Вернувшись обратно в Малибу, я заметила твой «Мустанг» у дома, но, когда вошла внутрь, ты меня не встречала. Наверху в твоей спальне горел свет, но не было слышно голосов. Я на секунду остановилась, но не стала тебя звать и стучать в дверь. Вместо этого я закрылась в своей комнате. Сидя на кровати, я ощущала, как тот холодок, пробежавший по моему телу на пляже, усиливается. Мои губы все еще гудели, и я чувствовала себя потерянной.

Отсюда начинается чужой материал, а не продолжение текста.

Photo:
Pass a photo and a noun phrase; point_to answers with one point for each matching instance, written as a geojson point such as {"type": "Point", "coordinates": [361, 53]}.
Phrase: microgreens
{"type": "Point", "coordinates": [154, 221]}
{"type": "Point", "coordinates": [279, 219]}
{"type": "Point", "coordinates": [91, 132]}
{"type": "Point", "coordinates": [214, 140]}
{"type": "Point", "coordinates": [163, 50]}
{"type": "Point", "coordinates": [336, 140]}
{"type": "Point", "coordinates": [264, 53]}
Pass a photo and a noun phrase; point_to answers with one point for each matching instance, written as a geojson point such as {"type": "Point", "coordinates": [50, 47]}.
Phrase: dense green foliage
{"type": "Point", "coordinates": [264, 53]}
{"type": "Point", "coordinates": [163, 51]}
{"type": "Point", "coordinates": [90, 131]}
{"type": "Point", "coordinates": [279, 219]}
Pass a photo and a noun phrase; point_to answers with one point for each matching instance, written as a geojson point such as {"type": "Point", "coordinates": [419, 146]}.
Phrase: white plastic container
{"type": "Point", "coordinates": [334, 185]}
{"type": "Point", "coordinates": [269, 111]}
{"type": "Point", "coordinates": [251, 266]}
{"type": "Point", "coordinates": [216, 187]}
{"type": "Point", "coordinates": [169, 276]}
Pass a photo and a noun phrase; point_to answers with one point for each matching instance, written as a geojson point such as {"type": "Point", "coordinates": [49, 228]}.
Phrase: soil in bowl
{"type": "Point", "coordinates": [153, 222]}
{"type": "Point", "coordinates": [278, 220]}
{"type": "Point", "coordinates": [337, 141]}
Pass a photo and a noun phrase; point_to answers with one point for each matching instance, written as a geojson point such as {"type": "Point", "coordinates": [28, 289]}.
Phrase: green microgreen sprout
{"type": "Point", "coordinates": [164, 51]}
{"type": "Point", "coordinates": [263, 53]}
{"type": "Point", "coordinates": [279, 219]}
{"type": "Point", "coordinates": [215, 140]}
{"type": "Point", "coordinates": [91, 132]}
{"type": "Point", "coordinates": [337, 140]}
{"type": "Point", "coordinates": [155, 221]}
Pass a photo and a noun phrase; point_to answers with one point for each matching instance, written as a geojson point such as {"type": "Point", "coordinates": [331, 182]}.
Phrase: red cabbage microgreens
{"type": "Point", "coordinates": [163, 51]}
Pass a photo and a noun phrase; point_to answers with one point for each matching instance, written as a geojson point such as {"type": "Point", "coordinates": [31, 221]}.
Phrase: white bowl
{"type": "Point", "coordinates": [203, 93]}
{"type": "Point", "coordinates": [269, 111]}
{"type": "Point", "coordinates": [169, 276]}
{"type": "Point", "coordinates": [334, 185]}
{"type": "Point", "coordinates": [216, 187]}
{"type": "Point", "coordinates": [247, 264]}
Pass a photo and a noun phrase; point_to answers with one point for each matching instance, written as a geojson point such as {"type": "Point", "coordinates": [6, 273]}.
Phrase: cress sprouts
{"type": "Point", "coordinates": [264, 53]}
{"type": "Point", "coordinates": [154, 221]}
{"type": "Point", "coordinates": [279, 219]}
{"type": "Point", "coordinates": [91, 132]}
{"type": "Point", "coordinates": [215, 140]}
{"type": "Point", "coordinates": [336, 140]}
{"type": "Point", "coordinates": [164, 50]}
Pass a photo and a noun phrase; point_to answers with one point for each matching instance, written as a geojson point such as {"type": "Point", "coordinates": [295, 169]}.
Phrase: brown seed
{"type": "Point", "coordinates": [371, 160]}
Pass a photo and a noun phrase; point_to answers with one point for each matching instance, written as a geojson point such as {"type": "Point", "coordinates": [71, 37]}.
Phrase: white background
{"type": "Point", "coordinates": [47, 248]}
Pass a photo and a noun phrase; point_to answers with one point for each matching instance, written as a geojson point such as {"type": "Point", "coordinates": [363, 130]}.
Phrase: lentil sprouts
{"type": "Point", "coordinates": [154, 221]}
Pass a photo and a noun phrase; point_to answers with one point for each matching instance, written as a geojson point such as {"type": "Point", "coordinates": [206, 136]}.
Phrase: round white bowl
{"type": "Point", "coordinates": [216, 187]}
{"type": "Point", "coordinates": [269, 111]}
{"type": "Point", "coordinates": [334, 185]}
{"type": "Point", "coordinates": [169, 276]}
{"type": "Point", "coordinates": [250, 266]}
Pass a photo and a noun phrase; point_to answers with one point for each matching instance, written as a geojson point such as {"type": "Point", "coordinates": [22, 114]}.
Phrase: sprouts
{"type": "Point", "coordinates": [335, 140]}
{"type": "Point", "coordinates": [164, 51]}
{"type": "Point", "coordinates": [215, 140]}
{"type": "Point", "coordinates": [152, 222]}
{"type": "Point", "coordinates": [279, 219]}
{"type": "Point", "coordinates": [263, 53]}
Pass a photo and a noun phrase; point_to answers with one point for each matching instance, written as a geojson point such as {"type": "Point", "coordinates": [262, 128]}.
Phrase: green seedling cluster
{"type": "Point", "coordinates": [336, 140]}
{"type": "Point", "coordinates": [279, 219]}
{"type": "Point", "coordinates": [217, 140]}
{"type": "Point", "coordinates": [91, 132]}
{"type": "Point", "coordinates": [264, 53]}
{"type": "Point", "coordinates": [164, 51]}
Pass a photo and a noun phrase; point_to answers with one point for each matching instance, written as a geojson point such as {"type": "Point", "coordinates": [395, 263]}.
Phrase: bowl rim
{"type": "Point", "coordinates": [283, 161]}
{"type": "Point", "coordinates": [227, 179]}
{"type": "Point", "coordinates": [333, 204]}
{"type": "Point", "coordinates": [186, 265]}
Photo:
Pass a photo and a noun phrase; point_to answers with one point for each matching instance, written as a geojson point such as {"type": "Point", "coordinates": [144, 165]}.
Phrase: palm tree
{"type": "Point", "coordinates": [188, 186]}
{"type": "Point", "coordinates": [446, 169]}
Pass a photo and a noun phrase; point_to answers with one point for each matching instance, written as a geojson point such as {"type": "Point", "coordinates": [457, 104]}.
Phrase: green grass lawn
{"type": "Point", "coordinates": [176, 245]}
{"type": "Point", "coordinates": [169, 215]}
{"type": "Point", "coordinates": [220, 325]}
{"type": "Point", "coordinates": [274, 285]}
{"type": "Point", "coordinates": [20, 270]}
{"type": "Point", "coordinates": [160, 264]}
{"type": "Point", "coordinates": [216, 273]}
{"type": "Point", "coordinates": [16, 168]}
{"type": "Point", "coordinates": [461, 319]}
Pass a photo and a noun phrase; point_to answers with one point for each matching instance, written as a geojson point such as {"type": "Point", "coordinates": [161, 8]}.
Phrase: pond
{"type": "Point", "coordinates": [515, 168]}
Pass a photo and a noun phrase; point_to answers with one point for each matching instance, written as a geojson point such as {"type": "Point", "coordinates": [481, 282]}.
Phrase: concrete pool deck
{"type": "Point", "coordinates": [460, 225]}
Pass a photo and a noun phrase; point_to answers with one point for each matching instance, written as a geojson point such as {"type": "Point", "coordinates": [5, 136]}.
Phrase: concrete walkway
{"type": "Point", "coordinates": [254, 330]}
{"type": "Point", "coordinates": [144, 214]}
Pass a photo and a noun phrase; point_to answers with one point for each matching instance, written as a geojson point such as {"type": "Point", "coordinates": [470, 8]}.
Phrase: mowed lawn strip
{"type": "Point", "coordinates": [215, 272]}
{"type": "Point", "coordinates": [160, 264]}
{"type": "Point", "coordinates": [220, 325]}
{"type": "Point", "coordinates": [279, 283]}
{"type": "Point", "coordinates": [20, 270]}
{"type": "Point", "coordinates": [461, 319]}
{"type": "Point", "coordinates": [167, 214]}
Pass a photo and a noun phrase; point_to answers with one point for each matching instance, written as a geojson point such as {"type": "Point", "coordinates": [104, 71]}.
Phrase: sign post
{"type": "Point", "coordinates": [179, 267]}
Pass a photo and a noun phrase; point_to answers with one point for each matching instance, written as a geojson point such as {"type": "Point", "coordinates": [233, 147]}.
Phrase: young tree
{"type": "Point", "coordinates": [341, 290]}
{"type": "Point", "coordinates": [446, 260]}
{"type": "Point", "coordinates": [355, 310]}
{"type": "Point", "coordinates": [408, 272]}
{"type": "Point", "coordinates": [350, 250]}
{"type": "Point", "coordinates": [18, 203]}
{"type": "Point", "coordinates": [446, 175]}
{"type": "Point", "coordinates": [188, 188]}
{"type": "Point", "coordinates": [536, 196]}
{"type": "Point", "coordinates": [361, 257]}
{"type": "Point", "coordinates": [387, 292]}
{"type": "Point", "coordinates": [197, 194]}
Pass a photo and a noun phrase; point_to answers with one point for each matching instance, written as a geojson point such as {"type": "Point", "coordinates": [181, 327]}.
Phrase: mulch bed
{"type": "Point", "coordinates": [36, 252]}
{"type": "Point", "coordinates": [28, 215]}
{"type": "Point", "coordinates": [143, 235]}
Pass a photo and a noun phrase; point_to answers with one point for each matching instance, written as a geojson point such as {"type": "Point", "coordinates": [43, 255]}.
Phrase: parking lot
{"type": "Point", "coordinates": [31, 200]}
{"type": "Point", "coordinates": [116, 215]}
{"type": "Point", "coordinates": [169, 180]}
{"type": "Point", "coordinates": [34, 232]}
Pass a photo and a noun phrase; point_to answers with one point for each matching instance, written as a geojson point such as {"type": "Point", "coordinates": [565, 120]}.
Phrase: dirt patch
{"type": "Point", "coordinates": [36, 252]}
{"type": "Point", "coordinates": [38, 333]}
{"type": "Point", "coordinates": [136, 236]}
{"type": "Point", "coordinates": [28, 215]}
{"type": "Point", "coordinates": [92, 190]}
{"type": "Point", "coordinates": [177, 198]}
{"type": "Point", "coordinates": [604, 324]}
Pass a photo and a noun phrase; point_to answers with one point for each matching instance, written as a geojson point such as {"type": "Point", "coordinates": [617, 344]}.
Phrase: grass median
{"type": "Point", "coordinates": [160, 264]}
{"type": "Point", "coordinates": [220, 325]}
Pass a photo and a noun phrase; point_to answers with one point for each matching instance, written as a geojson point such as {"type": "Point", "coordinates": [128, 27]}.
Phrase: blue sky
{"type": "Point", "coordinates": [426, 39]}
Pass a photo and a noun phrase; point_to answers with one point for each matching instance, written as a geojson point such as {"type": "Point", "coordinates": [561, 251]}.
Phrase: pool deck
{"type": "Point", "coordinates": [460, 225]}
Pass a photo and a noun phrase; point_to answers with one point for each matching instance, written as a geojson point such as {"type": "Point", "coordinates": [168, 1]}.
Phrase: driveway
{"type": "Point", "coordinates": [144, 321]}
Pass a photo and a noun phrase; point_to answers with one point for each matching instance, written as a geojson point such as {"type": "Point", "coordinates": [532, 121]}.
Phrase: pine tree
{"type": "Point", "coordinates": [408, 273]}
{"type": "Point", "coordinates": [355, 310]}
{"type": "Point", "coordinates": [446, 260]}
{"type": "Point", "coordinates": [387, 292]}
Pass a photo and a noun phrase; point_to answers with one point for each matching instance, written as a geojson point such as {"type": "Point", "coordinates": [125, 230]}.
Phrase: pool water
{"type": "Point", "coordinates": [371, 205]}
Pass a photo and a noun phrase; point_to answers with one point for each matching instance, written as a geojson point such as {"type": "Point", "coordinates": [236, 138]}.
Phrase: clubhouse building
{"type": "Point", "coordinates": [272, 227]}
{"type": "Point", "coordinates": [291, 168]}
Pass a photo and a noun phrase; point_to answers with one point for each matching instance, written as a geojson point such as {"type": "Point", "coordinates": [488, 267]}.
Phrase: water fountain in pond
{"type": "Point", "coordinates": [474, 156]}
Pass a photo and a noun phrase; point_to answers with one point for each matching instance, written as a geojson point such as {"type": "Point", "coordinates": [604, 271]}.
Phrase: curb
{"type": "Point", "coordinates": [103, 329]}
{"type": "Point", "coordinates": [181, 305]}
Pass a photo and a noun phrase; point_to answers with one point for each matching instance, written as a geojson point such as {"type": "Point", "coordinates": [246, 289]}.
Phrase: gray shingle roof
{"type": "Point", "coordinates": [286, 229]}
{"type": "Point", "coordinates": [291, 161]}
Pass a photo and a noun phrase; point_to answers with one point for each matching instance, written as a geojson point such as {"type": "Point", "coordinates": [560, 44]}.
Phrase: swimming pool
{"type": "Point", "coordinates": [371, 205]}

Пол скрылся в ночи и, наверное, уже сидел в своей тем- ной, как пещера, хижине, и все, что у него осталось, – это лишь воспоминания обо мне. Я не могла не думать о поцелуе, ругая себя за то, что отстранилась. Нужно бы- ло просто немного подождать, и, кто знает, может, с обрат-ной стороны материи что-то бы изменилось. На меня как будто надвигалась огромная волна, которая могла быть теплой и обволакивающей, способной понести меня вверх подобно приливу.
Я размышляла о своей неудаче. В доме повисла какая-то тошнотворная тишина. Затем мои мысли переключились на тебя, Элиза. Я вдруг испугалась, что ты не вышла ко мне, так как злилась, что, придя домой, ты не обнаружила меня на месте, что я не дождалась твоего возвращения. А вдруг ты была недовольна моим отношением к тебе или выполнением мной своих обязанностей? Или, может, тебе каким-то образом стало известно о моей тайной жизни в Ризоме. Лежа на кровати в полной тишине, которая словно обвиняла меня в чем-то, я была почти уверена в правильности своих мыслей.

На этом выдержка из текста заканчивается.